How to efficiently draw framebuffer content?


I need to display RAM-based framebuffer for a virtual GPU device that doesn't have real display connected to it. What I have is mmap'ed chunk of memory after DRM_IOCTL_MODE_MAP_DUMB in RGB32 format. Currently I'm using MIT-SHM shared pixmap created via XShmCreatePixmap() like this:

shminfo.shmid = shmget(IPC_PRIVATE, bytes, IPC_CREAT|0777);
shminfo.readOnly = False;
shminfo.shmaddr = shmat(shminfo.shmid, 0, 0);
shmctl(shminfo.shmid, IPC_RMID, 0); 
XShmAttach(dpy, &shminfo);
XShmCreatePixmap(dpy, window, shminfo.shmaddr, &shminfo, width, height, 24);

and then simply

while (1) {
    struct timespec ts = {0, 999999999L / 30};

    nanosleep(&ts, NULL);

    memcpy(shminfo.shmaddr, mem, bytes);
    XCopyArea(dpy, pixmap, window, gc, 0, 0, width, height, 0, 0);
    XFlush(dpy);
}

So it loops 30 times per second, doing memcpy followed XCopyArea. The problem is that it uses a lot of CPU: 50% on a powerful machine. Is there any better way? I could think of two possible improvements:

  1. Get rid of memcpy and just pass mmap'ed memory to MIT-SHM but it looks like MIT-SHM API doesn't support this.

  2. Get some kind of 'content changed' notification to get rid of dumb sleeping (but I haven't found anything appropriate).

Any ideas?

Update: Bottleneck is 'memcpy', if removed CPU usage becomes negligible. The problem seems to be that there's no way to share previously mmap'ed memory (if I understood API correctly) so I'm forced to copy whole buffer every time. I've also tried glDrawPixels() and SDL surfaces, both appeared to be even slower than MIT-SHM.

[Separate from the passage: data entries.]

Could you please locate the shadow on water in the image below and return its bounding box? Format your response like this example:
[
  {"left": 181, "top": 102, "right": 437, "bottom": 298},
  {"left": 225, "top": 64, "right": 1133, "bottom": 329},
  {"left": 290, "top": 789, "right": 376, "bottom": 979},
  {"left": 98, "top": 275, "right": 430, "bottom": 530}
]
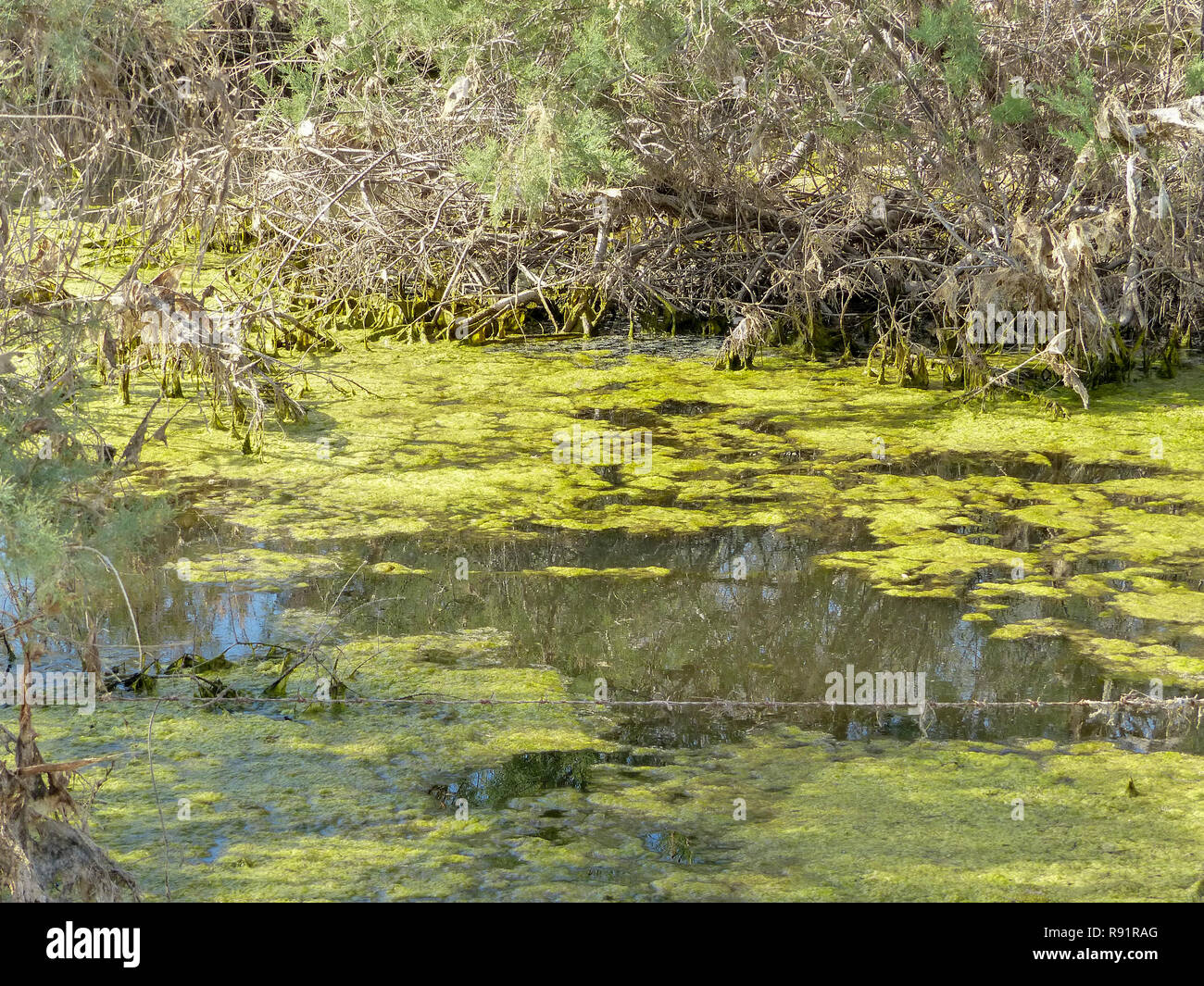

Update: turns out that MIT-SHM isn't well suited for a task like this. It's main purpose is creating buffer and writing (rendering) to it w/o overhead of X IPC. I don't need to write anything but just "forward" existing buffer to X. In this scenario there's no performance difference between shared pixmaps, shared images and regular X images (XCreateImage).

Conclusion: so far I haven't found API that allows rendering existing buffers w/o copying data around every time.


Solution

  • For X11 use XShmCreateImage, write to XImage.data and make visible with XShmPutImage making sure to pass False for send_event parameter. You may also want to disable exposure events for the current GC; setting PointerMotionHintMask can also help.

    SDL1 does most of the above but will use a shadow surface if there is a mismatch between user and display format and may perform unexpected color conversion. SDL2 tries to use hardware acceleration and may perform unexpected scaling and/or filtering. Make sure you're getting what you ask for to avoid hidden ops.

    %50 cpu usage sounds like a lot for this blit at 30fps, I'd rewrite the sleep function as follows just in case.

    do
        errno = 0;
    while ( nanosleep(&ts, &ts) && errno == EINTR );